ZiPS – the long-trusted projection model from FanGraphs – isn’t sold on Vaughn’s late-season surge. Despite the eye test and the numbers he posted in a Brewers uniform, ZiPS sees more of the same from Vaughn in 2026. And by “same,” we’re talking about the pre-trade version – a league-average bat with flashes of pop, but not the kind of consistent threat Milwaukee might need in the heart of the order.
Let’s break it down.

Vaughn’s Tale of Two Halves
Vaughn’s 2025 season was split cleanly in two – and not just by a change of scenery.
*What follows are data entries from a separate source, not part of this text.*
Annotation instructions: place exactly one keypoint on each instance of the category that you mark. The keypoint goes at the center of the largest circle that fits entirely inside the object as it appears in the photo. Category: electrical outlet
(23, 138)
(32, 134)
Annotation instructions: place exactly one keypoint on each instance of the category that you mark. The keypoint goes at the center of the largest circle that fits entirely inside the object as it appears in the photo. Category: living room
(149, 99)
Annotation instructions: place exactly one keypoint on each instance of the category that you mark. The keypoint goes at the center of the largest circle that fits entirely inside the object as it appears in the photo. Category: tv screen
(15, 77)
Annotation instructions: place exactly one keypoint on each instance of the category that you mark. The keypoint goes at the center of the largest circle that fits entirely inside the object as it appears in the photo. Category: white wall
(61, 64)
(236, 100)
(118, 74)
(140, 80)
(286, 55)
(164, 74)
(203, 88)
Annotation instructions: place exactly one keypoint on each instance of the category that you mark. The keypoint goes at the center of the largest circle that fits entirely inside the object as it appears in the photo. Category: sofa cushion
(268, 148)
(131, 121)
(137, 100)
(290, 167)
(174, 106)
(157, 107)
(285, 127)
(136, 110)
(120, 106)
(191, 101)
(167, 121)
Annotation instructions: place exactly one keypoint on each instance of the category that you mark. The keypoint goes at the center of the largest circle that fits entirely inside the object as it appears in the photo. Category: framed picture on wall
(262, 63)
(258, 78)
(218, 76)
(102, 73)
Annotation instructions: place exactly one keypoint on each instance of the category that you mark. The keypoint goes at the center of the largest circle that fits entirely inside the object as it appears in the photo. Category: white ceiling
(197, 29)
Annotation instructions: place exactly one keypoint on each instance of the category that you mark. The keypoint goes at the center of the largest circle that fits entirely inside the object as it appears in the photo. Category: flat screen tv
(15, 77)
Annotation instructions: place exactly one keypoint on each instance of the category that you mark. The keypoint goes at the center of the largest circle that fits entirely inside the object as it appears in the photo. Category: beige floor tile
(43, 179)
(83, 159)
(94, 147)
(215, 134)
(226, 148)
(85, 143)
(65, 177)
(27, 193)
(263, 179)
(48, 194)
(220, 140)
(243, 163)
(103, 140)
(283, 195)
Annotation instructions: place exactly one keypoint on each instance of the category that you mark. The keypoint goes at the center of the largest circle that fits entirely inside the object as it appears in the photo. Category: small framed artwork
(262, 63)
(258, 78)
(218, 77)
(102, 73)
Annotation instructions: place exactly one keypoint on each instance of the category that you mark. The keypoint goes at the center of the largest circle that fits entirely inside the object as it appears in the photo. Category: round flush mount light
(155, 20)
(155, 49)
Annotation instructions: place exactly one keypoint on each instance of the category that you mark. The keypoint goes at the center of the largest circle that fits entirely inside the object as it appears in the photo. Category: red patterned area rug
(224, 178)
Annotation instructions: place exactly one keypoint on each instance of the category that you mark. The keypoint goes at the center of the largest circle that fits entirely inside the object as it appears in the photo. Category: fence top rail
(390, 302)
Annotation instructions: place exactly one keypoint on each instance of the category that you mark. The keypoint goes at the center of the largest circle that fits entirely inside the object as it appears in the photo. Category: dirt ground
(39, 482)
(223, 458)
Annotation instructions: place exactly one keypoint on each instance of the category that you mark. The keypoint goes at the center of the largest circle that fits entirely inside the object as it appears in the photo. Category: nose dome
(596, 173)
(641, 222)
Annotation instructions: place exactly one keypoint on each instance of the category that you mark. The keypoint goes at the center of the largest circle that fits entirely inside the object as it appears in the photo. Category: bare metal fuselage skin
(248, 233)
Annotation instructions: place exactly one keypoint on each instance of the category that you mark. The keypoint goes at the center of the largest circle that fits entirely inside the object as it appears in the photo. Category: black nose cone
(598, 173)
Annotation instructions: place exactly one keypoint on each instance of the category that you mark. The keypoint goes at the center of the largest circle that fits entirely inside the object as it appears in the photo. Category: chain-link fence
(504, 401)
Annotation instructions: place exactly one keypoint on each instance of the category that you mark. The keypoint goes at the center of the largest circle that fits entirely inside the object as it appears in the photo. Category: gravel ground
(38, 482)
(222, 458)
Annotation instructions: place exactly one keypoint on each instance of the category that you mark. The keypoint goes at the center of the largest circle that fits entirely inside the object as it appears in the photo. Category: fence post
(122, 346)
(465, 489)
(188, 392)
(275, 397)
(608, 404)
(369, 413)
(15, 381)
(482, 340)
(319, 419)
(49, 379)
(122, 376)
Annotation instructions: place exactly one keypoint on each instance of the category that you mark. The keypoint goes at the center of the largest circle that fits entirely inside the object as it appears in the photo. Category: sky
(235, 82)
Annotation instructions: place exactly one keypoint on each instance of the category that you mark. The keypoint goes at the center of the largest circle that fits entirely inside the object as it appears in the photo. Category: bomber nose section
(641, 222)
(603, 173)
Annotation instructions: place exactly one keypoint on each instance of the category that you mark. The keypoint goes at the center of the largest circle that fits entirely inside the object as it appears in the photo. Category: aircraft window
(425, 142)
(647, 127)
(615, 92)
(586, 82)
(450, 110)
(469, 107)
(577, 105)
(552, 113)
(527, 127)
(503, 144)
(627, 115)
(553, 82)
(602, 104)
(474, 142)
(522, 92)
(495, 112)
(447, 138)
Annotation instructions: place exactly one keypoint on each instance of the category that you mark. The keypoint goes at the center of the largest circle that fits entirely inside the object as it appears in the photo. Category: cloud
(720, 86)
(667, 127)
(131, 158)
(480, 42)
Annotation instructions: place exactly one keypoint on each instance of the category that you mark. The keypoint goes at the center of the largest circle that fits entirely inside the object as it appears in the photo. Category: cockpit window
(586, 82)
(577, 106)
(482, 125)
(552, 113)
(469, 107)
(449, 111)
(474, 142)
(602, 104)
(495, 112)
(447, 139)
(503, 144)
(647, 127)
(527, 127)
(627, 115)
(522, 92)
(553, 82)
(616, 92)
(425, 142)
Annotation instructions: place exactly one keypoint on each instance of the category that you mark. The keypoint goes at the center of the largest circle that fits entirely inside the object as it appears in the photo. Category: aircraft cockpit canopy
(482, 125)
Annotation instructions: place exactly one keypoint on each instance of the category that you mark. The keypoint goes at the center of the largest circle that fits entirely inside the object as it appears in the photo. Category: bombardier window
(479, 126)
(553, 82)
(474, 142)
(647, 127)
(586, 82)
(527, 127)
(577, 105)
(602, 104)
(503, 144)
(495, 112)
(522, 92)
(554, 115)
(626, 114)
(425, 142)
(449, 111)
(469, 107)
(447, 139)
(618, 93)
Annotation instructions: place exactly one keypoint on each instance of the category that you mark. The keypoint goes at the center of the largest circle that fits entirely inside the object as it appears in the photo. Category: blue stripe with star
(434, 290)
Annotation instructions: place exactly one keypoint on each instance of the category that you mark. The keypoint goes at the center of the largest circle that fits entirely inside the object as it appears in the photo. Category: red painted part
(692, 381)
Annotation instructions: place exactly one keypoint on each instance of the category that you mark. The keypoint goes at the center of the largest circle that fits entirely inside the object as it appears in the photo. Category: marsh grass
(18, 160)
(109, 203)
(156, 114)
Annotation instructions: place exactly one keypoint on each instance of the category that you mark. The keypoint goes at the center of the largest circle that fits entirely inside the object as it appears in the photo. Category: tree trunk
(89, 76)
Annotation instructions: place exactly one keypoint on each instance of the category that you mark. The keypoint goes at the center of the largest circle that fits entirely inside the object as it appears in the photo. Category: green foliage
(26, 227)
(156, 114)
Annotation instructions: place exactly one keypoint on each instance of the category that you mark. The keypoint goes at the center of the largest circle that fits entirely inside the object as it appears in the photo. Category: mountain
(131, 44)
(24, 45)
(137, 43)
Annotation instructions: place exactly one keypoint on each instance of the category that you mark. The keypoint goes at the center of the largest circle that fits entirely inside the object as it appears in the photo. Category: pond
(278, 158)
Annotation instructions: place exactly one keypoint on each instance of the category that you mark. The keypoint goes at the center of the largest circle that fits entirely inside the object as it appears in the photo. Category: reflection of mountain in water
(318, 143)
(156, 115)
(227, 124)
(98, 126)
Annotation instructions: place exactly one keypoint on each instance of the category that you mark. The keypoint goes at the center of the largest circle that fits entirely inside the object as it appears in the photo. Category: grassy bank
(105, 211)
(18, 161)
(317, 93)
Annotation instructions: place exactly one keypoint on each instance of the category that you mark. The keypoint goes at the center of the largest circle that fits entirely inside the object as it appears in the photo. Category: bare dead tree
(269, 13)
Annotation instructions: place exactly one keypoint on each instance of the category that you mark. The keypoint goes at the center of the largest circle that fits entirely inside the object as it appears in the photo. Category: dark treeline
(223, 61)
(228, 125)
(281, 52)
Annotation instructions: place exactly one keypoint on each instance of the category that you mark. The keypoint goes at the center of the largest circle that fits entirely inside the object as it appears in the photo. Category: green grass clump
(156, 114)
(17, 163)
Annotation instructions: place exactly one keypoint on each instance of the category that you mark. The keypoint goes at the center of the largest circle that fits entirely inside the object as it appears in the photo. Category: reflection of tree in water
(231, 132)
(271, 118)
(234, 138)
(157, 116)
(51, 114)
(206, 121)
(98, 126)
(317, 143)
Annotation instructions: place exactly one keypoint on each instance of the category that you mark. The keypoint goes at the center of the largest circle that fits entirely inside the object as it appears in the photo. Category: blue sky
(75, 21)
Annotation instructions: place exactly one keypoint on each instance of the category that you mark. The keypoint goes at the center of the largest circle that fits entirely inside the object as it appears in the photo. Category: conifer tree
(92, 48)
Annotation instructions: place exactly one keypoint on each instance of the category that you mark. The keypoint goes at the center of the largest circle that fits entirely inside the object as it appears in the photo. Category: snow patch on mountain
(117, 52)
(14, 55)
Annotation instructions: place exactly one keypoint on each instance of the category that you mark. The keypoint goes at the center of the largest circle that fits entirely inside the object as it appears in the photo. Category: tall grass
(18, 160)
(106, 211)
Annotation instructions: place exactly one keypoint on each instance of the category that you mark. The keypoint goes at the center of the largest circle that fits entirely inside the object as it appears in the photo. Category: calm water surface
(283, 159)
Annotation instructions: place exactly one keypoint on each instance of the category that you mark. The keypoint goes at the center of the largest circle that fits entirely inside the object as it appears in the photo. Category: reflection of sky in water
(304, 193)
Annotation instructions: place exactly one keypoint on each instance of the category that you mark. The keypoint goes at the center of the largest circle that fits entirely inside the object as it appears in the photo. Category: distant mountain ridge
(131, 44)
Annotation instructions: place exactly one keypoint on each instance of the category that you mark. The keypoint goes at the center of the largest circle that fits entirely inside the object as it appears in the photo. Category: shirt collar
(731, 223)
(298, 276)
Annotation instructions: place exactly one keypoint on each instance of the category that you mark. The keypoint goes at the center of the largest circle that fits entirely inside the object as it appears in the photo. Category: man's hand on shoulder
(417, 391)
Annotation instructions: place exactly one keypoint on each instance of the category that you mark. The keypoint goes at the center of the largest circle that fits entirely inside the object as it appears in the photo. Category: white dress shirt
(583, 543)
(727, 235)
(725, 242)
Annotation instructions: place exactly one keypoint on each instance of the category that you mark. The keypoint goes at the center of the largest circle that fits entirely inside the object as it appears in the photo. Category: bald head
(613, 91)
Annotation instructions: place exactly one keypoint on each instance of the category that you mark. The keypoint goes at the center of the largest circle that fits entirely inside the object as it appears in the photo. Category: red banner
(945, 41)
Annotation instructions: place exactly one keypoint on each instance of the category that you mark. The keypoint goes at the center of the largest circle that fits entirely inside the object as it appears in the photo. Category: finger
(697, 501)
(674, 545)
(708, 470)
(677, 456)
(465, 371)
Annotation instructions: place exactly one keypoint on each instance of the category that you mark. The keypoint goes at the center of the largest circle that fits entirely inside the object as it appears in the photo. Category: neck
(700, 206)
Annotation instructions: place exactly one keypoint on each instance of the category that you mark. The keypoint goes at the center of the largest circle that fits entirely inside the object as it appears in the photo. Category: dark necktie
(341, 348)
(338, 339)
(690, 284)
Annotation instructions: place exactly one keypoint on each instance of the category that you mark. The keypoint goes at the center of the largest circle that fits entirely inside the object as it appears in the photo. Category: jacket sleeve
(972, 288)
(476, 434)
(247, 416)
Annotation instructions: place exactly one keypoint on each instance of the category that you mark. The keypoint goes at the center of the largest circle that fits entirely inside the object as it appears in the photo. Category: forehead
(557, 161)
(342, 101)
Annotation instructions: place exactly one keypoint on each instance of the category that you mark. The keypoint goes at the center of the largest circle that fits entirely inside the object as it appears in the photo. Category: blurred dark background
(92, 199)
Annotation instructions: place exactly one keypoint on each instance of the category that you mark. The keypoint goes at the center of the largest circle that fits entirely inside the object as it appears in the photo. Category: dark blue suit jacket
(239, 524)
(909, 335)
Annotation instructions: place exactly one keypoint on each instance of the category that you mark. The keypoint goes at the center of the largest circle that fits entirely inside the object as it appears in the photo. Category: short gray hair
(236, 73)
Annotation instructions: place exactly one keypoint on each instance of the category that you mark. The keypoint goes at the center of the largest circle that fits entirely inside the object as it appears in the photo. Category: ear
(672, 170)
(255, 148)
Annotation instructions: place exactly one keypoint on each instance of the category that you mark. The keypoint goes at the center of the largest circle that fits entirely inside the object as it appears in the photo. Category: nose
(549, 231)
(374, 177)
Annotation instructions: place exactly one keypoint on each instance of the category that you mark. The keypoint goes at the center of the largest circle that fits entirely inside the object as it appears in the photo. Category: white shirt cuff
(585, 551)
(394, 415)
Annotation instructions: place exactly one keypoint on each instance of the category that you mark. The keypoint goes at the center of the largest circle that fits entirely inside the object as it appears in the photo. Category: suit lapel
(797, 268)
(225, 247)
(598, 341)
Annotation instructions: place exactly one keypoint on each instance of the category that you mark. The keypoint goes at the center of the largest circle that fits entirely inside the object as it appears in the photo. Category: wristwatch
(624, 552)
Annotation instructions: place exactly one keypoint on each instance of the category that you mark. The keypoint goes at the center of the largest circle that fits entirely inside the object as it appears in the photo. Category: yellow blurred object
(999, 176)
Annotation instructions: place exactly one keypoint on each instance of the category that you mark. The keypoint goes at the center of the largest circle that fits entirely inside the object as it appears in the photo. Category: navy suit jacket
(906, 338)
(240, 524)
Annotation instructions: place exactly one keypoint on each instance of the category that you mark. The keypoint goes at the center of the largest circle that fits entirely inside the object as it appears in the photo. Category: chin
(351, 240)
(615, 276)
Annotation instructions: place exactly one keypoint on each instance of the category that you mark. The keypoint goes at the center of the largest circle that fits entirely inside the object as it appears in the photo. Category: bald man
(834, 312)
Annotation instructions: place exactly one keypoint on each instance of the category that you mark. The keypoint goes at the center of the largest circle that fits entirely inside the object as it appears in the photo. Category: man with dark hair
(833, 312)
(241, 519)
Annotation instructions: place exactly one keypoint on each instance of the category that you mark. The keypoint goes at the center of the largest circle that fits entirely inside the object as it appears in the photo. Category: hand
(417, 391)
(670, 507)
With the White Sox, he struggled to find any rhythm.
But once he landed in Milwaukee, everything clicked. In a Brewers uniform, Vaughn slashed .308/.375/.493 with 9 home runs, 46 RBI, and a 141 OPS+.
That’s not just a hot streak – that’s middle-of-the-order production on a team that thrives on maximizing every inch of value.

But when you zoom out and look at his full-season line, the shine fades a bit: .254 average, .307 OBP, .411 slugging, 14 home runs, and 65 RBI. Solid, sure.
But not game-changing. And that’s the version ZiPS is betting on – not the guy who mashed for two months in navy and gold, but the one who’s been closer to average over a larger sample size.
What ZiPS Sees for 2026
ZiPS isn’t projecting a total collapse, but it’s certainly not projecting a breakout either. The system sees Vaughn hitting under .250 with a 20% strikeout rate and some on-base challenges. The power is still expected to be there – think 20+ home runs – but the overall profile leans more toward “serviceable thumper” than “lineup anchor.”
For some clubs, that’s perfectly fine. But for the Brewers, it’s a little more complicated.

This is a team that doesn’t have the luxury of swinging and missing on key bats. They can’t just plug a $150 million free agent into the lineup if things go sideways. Milwaukee lives on margins – and if Vaughn turns out to be just “okay,” they’ll have to find that missing punch somewhere else.
The Brewers Way: Betting on the Outlier
Here’s the thing about projections: they’re built on data, not belief. ZiPS is doing its job by leaning on the full body of work.
But the Brewers have made a habit of proving models wrong. They’ve consistently found value where others didn’t look twice.

And Vaughn – if he continues to look like the hitter he was in the second half of 2025 – could be their latest success story.
He doesn’t have to be a superstar. He just needs to keep being that guy – the one who showed up in Milwaukee and immediately looked like he belonged in the middle of a playoff-caliber lineup.

If he does, the Brewers won’t care what ZiPS says. They’ll take the outlier every time.